MEMORIAL AND DEDICATION TO OUR PAST CREW MATES.
YOU WILL BE REMEMBERED AND LOVED FOREVER.
Feline adventurist, keeper of canine boundaries
He is into outdoor exploration, but mostly he gets his thrills by shooting out the open door when the dogs are coming in or out. His stealthy ways thwarted every time by his own need to yell BONSAI! each time he propels himself through the door. His inside job? Making sure the dogs know to stay out of the kitchen. Yes, he is the self appointed kitchen monitor.
Made of wire and caffeine
This addition to the family arrived one sunny spring day. The boys came running in the house after school one day yelling, “Momma! There’s a dog out here! Look! It keeps following us!” Yes, she literally followed them home from school. She was quite young and totally adorable with that black eye. Young as she was I knew she was not “street smart.” Cute as she was I knew she had to have someone looking for her. We took her in, made signs to post in the neighborhood and even posted on Petfinder. Of course, we were unsuccessful in finding an owner. To make matters more difficult, the Greyhound fell in love with her and they have been inseparable ever since!
Feline extraordinaire, gossip control
Well traveled old maid who enjoys soaking up the sun rays in by the piano and talking incessantly to her humans. We are convinced that she is making sure we are aware of all the comings and goings of the rest of the pack during our absence and is always at the ready to give us a detailed report about the status of the litter box, food dispenser and water cooler. At her age, she has made it clear that fooling around on a sailboat is not topping the list of desired activities, but she’ll be waiting and eager to discuss the adventures upon everyone else’s return.
Retired racer, dead cockroach impersonator
Janice came into our lives through the hard and honorable work of the Hill Country Greyhound Adoption organization. Six months after the passing of a dearly loved Cocker-Shelter mix who had lived to be the ripe old age of 16 the family was ready for a dog again. After a ton of research we had decided Greyhounds might be a good match. There was an adoption day event at our local Petsmart, and we went to see these magnificent dogs in person. We were introduced to Janice and the rest was history!

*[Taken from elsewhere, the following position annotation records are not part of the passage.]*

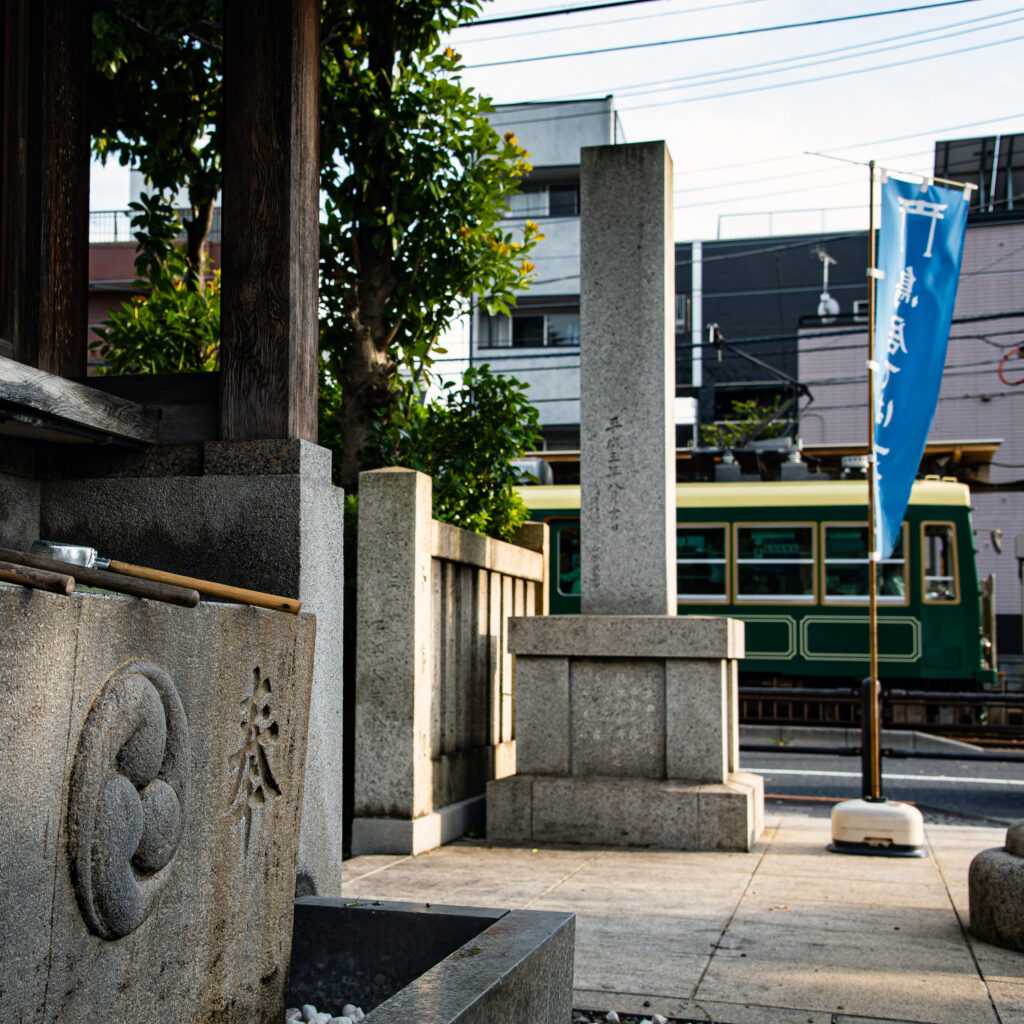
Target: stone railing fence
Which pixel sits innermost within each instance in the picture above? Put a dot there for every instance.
(434, 684)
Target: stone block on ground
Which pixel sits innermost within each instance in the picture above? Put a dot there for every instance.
(627, 812)
(152, 776)
(995, 882)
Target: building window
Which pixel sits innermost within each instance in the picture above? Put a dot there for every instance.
(530, 329)
(545, 201)
(940, 562)
(775, 563)
(847, 563)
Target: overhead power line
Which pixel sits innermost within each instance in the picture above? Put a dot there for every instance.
(633, 18)
(552, 13)
(724, 35)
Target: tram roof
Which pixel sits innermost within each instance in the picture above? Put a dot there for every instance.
(773, 494)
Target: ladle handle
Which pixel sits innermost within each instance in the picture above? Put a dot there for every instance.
(239, 594)
(55, 583)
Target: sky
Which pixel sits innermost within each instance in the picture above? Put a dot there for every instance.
(741, 113)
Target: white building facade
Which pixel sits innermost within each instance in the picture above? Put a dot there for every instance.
(540, 342)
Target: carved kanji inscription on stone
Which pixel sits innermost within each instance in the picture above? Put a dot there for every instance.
(254, 781)
(128, 798)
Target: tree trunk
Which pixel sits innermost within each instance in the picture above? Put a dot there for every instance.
(197, 231)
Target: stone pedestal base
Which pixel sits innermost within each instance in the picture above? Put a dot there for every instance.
(996, 889)
(639, 812)
(627, 734)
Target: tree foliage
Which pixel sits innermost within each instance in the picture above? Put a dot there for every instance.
(466, 441)
(155, 101)
(745, 419)
(168, 328)
(415, 184)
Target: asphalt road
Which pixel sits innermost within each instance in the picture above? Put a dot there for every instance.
(985, 792)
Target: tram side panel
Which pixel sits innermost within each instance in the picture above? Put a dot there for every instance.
(798, 578)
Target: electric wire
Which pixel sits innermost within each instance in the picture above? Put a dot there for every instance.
(723, 35)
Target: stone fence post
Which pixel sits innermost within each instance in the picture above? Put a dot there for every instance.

What can we say – He’s special
We hold Emily responsible for this. One very cold Texas night, a black and white dog gazed out a window and barked. and barked. and barked. and barked some more. We could not figure out, try as we might, what on earth her deal was. We looked out every window – repeatedly – saw nothing, yet still she continued to bark. Finally is a moment of exasperation we flung open the front door to blindly face whatever creature was causing so much disruption from our cattle mutt. What we were met by was a large red blur that busted through our doorway. Once the fur settled we realized that it was a rather confused, dirty, emaciated golden retriever. He was a bag of bones and covered in sticker burs. He was older and fully trained: sit, stay, down, shake, fetch – and epileptic. It was the winter, and the temperatures were not conducive to leaving him out in the cold, so we let him stay inside. We gave him food and water, and in the morning started our search for his owners. Yeah… You can see how well that went. We are now convinced that Emily’s incessant barking was not a warning to us, but a call out to him: “Here! Here! Stay on the porch! No! Stay! On the porch! My people will take you in!” Medication keeps his seizures to a minimum, but he apparently wandered homelessly for a bit too long without it before the cow dog called out to him informing him that this was the place to be. His synapses don’t always fire correctly, so he’s a little slow on the uptake at times, goes deaf and blind intermittently and has a pretty crappy sense of balance. He’s a very sweet lovable mongrel, though, and whoever dumped him were jerks. He’s living well now – that’s the happy end to this story!